Cinta pada pandangan pertama. Konsep baru untuk dianalisis, begitu pikir Shuvi yang kelelahan. Cinta. Suka. Sayang. Tidak ada yang bisa dia analisis dengan sempurna, dan sekarang ada ‘cinta pada pandangan pertama’ yang artinya terjadi secara instan. Mungkinkah dia tidak akan pernah bisa menganalisis ‘hati’ yang sesungguhnya?

“Hei, Couron. Kau pasti memenuhi kepalanya dengan hal tidak perlu, iya kan?” ucap Riku yang baru saja kembali.

“Kau benar-benar adik yang menyebalkan. Menyebalkan dan tidak sopan! Kapan aku pernah…!?”

“Kau bilang padanya jika aku suka dada besar dan membuatnya menempelkan roti yang berharga di dadanya… Apa ada yang salah dengan otakmu, Couron?”

“Apaaa! Aku tidak salah! Gadis ini akan menjadi adikku suatu hari nanti! Jadi aku harus membantumu menikmati kehidupan rumah tangga dan hubungan badan yang menggairah…”

“Ayo pergi. Kebodohannya bisa menular pada kita. Jangan terlalu berhubungan dengan wanita itu.”

“… IQ bisa… ditransmisikan…?”

Mata Shuvi melebar saat mendengar data baru dari RIku.

“Oh, Riku… Kita mau kemana…?”

“Ini waktu yang tepat untuk mengajarimu mengumpulkan makanan, iya kan? Aku akan memperlihatkan bagaimana cara menggunakan alat jelajah dan yang lainnya.”

 

Tentu semua itu bohong. Ex-Machina bisa mengalahkan Demonia dengan tangan kosong. Apalagi usia Shuvi—jumlah tahun sejak dia dibuat—(menurutnya) adalah 211 tahun. Ada sesuatu yang ingin diperiksa Riku dan dia membutuhkan Shuvi untuk pergi ke sana. Tapi dia tidak bisa mengatakan itu pada Couron.

“Kami mungkin akan pulang telat.
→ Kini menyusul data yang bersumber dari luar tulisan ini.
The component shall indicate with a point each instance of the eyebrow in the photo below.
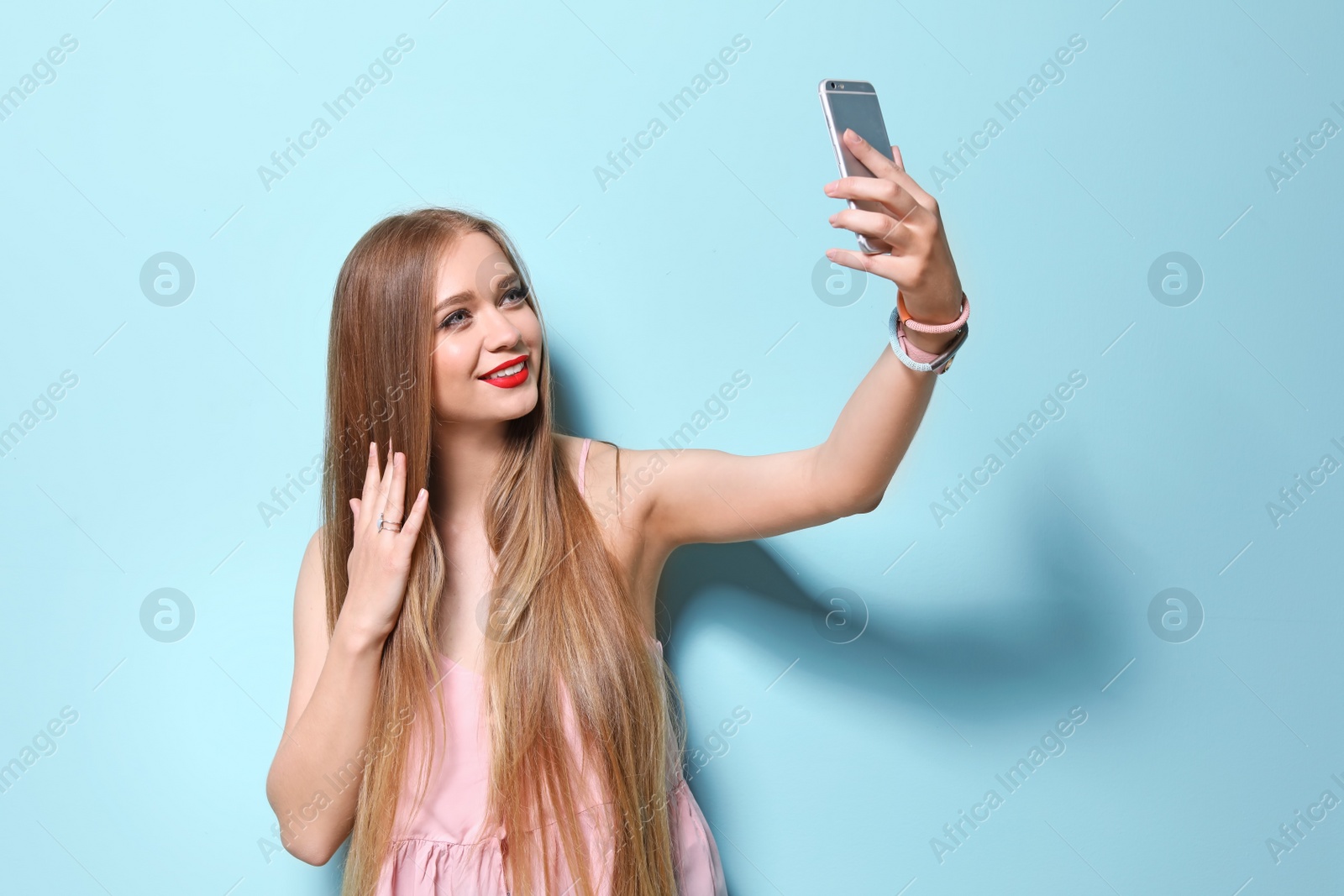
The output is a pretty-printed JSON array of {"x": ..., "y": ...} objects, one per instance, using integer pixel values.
[{"x": 459, "y": 298}]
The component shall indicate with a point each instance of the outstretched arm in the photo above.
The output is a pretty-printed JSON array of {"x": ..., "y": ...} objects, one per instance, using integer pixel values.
[{"x": 702, "y": 495}]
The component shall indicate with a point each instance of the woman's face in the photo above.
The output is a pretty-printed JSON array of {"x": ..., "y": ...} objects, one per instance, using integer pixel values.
[{"x": 483, "y": 322}]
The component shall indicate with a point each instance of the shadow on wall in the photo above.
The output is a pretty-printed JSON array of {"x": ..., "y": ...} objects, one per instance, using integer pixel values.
[{"x": 985, "y": 651}]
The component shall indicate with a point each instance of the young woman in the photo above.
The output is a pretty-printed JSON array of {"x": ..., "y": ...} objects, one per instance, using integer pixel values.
[{"x": 480, "y": 703}]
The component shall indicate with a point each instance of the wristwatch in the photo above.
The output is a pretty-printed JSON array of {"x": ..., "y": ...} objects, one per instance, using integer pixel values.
[{"x": 937, "y": 365}]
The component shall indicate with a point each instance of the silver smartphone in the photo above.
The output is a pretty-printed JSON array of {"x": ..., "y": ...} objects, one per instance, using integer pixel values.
[{"x": 853, "y": 103}]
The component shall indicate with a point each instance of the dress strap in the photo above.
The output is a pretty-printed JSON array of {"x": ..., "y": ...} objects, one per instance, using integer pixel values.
[{"x": 582, "y": 463}]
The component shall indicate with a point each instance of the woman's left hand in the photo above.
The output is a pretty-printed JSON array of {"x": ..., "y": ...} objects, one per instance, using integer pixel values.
[{"x": 920, "y": 261}]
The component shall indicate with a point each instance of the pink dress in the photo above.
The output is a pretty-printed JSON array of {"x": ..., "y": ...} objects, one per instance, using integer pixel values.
[{"x": 447, "y": 848}]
Tapi kami tidak akan pergi terlalu jauh.”

Couron mengatupkan tangannya dan melepas kepergian mereka dengan senyum lebar.

“Oooh—Kau ingin melakukannya diluar~?”

“Couron, kau harus mengganti otak rusakmu itu secepatnya.”

“Oh, tapi belakangan ini, kurasa kalian selalu melakukannya di bawah selimut?”

“Ah, ngomong-ngomong, diluar akan sangat dingin, jadi pastikan kalian…”

“Diam, Couron. Kita pergi sekarang, Shuvi…”

Riku berbalik dengan wajah kesal… Dia mungkin tidak menyadarinya. Tapi Shuvi dan Couron menyadarinya. Terutama Shuvi…

 

Ini adalah kali pertama RIku memanggil Shuvi dengan namanya. Pikiran Shuvi saat ini dipenuhi dengan error yang tidak bisa dia kenali. Ex-Machina itu bisa mendeteksi peningkatan suhu pada chassisnya… Shuvi melabeli ingatan itu sebagai ‘prioritas utama’ dan—tanpa tahu kenapa—menyimpan dan melindungi ingatan itu.